Discussions of Irish unemployment generally focus on the standard ILO unemployment rate, currently 14.3%, and youth unemployment rates, for example 27.7% for those aged 20-24. However these rates are merely a lower bound for the excess labour supply that currently exists.
Similarly to the Bureau of Labour Statistics in the US, the CSO produces a number of alternative measures to the ILO unemployment rate. These are contained in Table S7 here (this table is not contained in the usual QNHS release). The alternative measures are:
S1: Unemployed plus discouraged workers as a percentage of the Labour Force plus discouraged workers.
S2: Unemployed plus marginally attached plus others not in education who want work as a percentage of the Labour Force plus marginally attached plus others not in education who want work.

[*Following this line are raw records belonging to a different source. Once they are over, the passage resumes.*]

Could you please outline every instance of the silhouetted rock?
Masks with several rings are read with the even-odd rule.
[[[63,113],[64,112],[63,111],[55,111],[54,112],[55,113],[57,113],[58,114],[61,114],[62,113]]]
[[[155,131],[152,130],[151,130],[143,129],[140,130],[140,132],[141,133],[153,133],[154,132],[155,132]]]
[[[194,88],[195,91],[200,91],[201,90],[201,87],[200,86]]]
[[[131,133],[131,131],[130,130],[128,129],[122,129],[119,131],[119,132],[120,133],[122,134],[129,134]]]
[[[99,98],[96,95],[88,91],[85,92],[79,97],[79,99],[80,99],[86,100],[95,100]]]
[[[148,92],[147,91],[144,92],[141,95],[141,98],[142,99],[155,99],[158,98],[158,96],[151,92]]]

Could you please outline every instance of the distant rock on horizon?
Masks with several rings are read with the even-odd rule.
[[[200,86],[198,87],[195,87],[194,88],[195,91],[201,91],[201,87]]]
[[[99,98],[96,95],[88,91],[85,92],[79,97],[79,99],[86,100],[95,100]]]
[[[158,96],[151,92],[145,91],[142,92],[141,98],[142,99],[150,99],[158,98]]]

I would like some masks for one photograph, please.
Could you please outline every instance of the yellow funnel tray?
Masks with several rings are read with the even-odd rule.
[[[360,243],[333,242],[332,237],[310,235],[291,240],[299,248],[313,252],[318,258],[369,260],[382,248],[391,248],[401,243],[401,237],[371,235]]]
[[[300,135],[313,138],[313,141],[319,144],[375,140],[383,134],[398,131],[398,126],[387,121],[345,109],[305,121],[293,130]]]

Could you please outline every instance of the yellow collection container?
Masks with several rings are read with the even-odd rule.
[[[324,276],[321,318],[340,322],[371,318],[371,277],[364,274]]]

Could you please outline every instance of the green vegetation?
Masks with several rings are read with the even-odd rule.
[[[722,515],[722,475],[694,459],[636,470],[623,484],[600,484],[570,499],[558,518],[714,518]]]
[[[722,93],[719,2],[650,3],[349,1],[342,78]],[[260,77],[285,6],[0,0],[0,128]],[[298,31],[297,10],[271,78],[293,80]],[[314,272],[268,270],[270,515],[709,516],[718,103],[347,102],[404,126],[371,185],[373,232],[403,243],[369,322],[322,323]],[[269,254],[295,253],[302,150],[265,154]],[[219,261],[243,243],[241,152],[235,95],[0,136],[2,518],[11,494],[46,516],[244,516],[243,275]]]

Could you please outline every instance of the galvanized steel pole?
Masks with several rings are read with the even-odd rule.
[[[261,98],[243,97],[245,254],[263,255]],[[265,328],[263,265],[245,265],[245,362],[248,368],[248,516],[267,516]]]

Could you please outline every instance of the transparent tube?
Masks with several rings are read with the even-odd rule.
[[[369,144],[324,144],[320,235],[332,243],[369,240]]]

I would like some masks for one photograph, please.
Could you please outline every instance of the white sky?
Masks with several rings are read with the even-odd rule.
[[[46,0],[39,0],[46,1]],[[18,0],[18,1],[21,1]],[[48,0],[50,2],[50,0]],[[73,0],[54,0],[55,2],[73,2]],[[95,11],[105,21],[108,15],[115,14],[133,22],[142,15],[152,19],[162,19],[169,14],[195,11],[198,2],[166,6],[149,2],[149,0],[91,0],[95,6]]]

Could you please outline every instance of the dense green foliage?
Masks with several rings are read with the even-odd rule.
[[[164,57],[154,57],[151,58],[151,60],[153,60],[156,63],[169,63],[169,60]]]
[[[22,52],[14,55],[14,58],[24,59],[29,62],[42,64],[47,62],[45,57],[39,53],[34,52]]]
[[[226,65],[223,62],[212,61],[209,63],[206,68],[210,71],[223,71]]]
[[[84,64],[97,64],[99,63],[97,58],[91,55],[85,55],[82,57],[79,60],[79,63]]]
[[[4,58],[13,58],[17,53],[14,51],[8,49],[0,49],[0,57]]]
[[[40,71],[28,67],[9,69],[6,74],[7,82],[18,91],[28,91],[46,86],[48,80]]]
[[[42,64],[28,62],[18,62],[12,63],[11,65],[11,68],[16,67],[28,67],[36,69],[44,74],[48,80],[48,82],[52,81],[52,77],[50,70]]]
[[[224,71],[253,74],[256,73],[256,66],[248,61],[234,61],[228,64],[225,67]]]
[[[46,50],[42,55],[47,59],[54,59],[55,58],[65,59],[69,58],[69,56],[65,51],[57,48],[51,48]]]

S3: Unemployed plus marginally attached plus others not in education who want work plus underemployed part-time workers as a percentage of the Labour Force plus marginally attached plus others not in education who want work. From Q3 2008 part-time underemployment was calculated in a new way, by removing the condition that the respondent be actively looking for an additional or replacement job.
These rates are shown in the following figure (click to enlarge).
So under S3, the widest measure, unemployment is currently 24% and steadily increasing. The individual elements of S3 are shown in Table 1A of the QNHS; underemployment appears to be the main driver of the measure at present.
When this is combined with the skills lost by those who are unemployed, the experience forgone by those who would have jobs in times of “normal” employment levels and the psychological costs incurred by the long-term unemployed, we can see that the standard unemployment rate falls short of describing the true extent of losses due to unemployment.